Z ustaleń śledczych wynika, że 42-letni mieszkaniec Parczewa został w rejonie swojej posesji zaatakowany przez byłego pracownika.
"Doszło do wymiany zdań odnośnie wypłaty za powierzone prace pomocowe. Mężczyzna wyjaśnił, że inwestor nie wypłacił mu umówionej kwoty, ponieważ miał zastrzeżenia co do stanu jego trzeźwości" - pisze w komunikacie młodszy aspirant Ewelina Semeniuk z Komendy Powiatowej Policji w Parczewie.
Zaatakował od tyłu
Taka odpowiedź nie spodobała się 41-latkowi. Zaatakował byłego pracodawcę. Obaj upadli na ziemię i zaczęli się szarpać. Kiedy 41-latek się oswobodził, zadał 42-latkowi cios młotkiem w głowę.
Awanturę zauważyli świadkowie zdarzenia, którzy pomogli poszkodowanemu.
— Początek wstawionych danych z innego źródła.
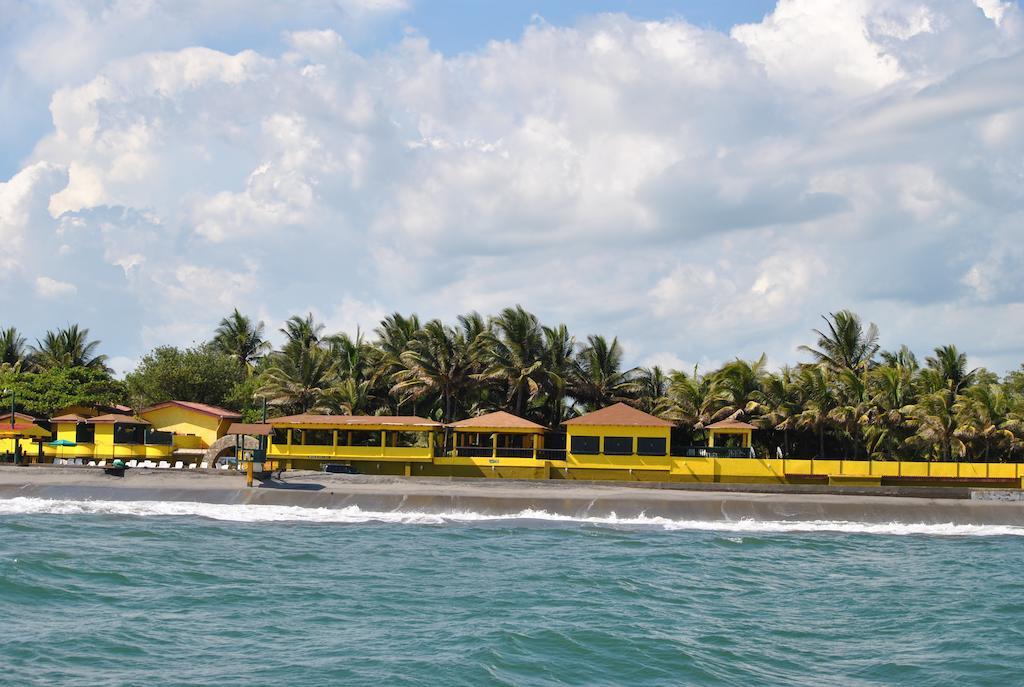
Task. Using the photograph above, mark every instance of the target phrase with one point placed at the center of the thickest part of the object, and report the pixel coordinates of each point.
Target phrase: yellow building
(498, 434)
(617, 437)
(125, 436)
(308, 440)
(195, 425)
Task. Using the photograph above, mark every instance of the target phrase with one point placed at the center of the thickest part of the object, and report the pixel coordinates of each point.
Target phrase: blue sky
(701, 179)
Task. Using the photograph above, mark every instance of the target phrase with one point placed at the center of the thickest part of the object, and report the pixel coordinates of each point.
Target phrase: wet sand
(712, 502)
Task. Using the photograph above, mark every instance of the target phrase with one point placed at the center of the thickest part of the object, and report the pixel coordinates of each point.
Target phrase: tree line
(851, 400)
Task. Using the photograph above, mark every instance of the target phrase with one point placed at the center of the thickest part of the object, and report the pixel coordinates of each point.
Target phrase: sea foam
(355, 515)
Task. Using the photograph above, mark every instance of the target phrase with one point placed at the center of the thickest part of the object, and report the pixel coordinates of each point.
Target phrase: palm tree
(12, 347)
(846, 344)
(239, 337)
(559, 347)
(437, 362)
(513, 355)
(739, 385)
(650, 386)
(298, 379)
(947, 370)
(68, 347)
(597, 378)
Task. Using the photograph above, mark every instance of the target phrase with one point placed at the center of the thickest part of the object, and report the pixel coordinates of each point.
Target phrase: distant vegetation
(852, 400)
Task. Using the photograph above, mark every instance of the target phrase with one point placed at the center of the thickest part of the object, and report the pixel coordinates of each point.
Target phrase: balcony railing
(717, 452)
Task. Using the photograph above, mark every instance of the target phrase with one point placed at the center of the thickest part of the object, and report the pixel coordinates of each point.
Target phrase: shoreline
(978, 507)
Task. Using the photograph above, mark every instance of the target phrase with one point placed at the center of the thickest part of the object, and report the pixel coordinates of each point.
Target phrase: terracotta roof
(730, 424)
(117, 418)
(619, 415)
(340, 420)
(69, 418)
(255, 429)
(221, 413)
(497, 420)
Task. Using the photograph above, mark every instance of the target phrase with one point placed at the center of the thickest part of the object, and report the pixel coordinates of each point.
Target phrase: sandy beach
(714, 503)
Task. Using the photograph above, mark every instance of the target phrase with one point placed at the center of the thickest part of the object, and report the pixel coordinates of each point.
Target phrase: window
(280, 437)
(619, 445)
(129, 433)
(85, 433)
(363, 437)
(312, 437)
(586, 445)
(408, 439)
(156, 438)
(651, 445)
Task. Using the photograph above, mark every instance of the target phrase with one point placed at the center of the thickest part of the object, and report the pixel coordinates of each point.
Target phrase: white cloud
(700, 195)
(49, 288)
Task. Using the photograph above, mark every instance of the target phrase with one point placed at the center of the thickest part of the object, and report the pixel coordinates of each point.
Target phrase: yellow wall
(183, 421)
(633, 462)
(412, 454)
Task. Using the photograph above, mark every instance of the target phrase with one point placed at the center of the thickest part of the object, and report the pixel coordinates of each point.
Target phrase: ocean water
(107, 593)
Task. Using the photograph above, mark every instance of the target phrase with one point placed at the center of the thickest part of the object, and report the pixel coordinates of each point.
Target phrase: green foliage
(48, 391)
(203, 374)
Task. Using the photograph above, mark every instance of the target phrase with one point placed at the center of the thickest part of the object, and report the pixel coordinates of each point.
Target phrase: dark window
(85, 433)
(619, 445)
(651, 445)
(129, 433)
(408, 439)
(586, 445)
(363, 437)
(156, 438)
(312, 437)
(280, 437)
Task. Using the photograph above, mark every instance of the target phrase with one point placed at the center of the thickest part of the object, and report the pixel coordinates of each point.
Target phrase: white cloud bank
(700, 195)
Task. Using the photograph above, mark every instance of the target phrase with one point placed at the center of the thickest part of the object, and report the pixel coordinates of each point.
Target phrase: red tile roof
(345, 420)
(69, 418)
(117, 418)
(497, 420)
(730, 424)
(221, 413)
(619, 415)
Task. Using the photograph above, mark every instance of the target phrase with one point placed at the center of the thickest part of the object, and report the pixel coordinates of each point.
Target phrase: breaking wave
(355, 515)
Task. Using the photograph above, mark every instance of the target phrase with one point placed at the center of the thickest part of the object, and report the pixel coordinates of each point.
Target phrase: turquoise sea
(95, 593)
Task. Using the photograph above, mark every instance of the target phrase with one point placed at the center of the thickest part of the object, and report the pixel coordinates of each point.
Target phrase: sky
(701, 179)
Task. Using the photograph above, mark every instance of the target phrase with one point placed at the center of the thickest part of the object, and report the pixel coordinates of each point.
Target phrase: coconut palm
(298, 379)
(845, 344)
(69, 347)
(513, 354)
(12, 347)
(597, 378)
(437, 362)
(559, 347)
(241, 338)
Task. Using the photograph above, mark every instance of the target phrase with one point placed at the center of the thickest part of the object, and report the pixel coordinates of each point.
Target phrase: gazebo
(497, 434)
(726, 428)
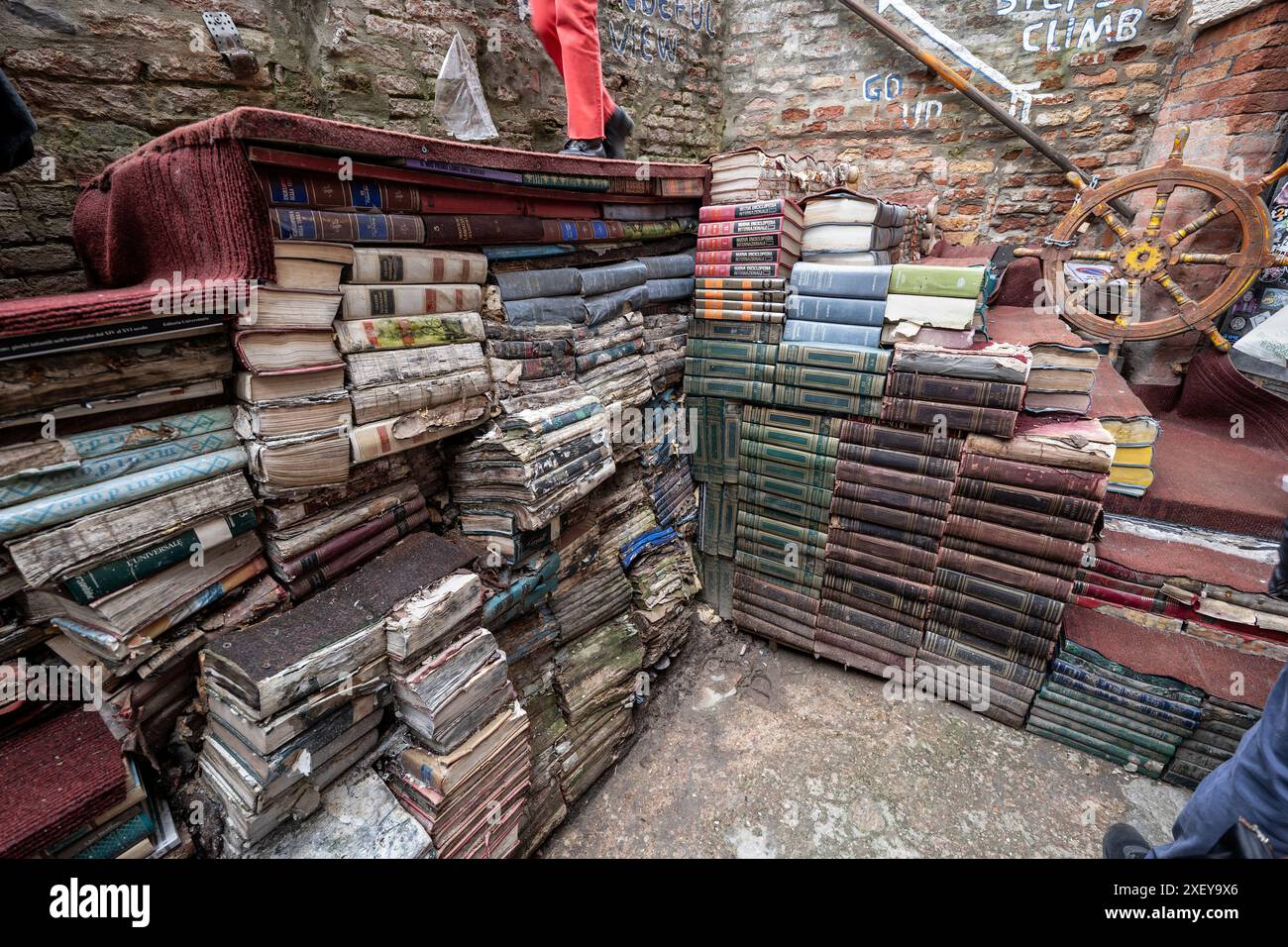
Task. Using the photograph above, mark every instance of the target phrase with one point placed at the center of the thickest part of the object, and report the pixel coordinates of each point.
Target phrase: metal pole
(901, 39)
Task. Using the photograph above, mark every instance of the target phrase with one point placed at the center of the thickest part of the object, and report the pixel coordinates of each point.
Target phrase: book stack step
(1112, 711)
(128, 519)
(294, 412)
(1223, 723)
(313, 539)
(844, 228)
(596, 680)
(529, 646)
(961, 390)
(411, 334)
(1021, 515)
(888, 518)
(939, 299)
(309, 684)
(787, 470)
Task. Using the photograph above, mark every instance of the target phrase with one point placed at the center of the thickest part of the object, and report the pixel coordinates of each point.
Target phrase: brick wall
(102, 77)
(838, 90)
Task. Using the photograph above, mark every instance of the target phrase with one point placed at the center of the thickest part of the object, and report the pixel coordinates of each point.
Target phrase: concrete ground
(751, 751)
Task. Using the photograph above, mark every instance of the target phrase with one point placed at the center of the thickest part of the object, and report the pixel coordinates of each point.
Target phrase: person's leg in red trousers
(570, 33)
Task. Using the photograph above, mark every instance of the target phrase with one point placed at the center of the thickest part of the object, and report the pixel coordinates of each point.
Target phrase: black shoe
(1124, 841)
(584, 147)
(617, 129)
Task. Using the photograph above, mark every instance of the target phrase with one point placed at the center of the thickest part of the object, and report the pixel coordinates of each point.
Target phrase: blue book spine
(804, 330)
(851, 312)
(850, 282)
Na miejsce wezwano patrol policji i zespół ratownictwa medycznego.
Mówił, że działał pod wpływem złości i nerwów
42-latek trafił z urazem głowy do szpitala, natomiast 41-latek został zatrzymany przez policję. Usłyszał zarzuty zmuszania do określonego zachowania w celu wymuszenia wierzytelności oraz spowodowania lekkiego uszczerbku na zdrowiu.
Mężczyzna przyznał się do zarzucanych mu czynów. Twierdził, że działał pod wpływem złości i nerwów. Prokurator wydał mu zakaz zbliżania i kontaktowania się z pokrzywdzonym, zakaz opuszczania kraju oraz zastosował dozór policyjny. 41-latkowi grozi do pięciu lat pozbawienia wolności.